Guantanamo yeniden kuruldu
Ünlü oyuncu çekimler başladığında sahneler arasında kusarak da olsa ne olursa olsun çekimlere devam etmek zorunda kalmış. Filmin yapımcılığını ortaklarından biri olduğu bağımsız film ve televizyon şirketi SunnyMarch yapıyordu. Güney Afrika Cape Town’da Guantanamo Körfezini yeniden yarattılar ve Cumberbatch’i tam altı yıldır içinde tutan bu hikaye üzerinde çalışmaya başladılar.
Cumberbatch filmin yapım hikayesini de anlattı. Mohamedou Ould Slahi’nin gerçek üzücü hatıralarından oluşan “Guantanamo Günlüğü” isimli o dönem çok satanlar listesine giren kitaptan bir alıntı okuduğunda tepkisi ani ve içgüdüsel olmuş. “Anlattıkları tarafından esir alınmıştım.” diye belirtiyor.
Eski bir elektrik mühendisi olan Slahi, ABD ordusu tarafında Küba sahilinde kurulan Guantanamo Körfezi gözaltı kampına nakledilmeden önce, 11 Eylül saldırılarının ardından Moritanya makamlarınca sorgulanmış. Slahi, sık sık işkence gördüğü kabus gibi hapis cezası hakkında yazmaya başlamış. Ekim 2016’da serbest bırakılıncaya kadar tam 14 yıl boyunca hiçbir suçlamaya tabi tutulmadan hapsedilmiş.
Guantanamo Günlükleri
Slahi’nin hapisteyken kaleme aldığı “Guantanamo Günlüğü” isimli kitaptaki olayların konu edildiği filmde, hapishanedeki mahkumların maruz kaldığı acımasız koşullar ve kanunsuz uygulamalar beyaz perdeye aktarıldı.

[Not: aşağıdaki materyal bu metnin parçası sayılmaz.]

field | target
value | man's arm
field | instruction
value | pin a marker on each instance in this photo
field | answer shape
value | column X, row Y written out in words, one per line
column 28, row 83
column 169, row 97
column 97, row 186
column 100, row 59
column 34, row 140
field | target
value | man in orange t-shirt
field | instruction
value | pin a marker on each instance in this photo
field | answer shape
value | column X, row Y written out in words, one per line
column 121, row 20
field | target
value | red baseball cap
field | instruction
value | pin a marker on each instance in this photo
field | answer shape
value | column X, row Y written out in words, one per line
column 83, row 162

Slahi’nin, 2015’te yazdığı ve ABD’de “en çok satanlar” listesine giren kitabında anlattığı mahkumlara uygulanan soğukta bırakma, cinsel aşağılama, uykusuz tutma, suda boğma gibi çeşitli fiziksel işkence yöntemleri de filmde etkileyici şekilde sunuldu.

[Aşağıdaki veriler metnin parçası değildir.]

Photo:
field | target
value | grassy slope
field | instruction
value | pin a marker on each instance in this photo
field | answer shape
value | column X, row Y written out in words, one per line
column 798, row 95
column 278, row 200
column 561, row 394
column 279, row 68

Yarı belgesel şeklinde kurgulanan filmde, Müslüman tutsak Slahi’ye yapılan suçlamaların hiçbiri kesinleşmediği halde sadece isnat edilen suçları işlemiş olabileceği gerekçesiyle 14 yıl tutsak edilişinin öyküsü anlatıldı.
Filmde, işkenceleriyle ünlü Guantanamo adasındaki hapishanede ayakta kalmaya çalışan Slahi’nin bir yandan da kendini aklama çabası anlatılıyor.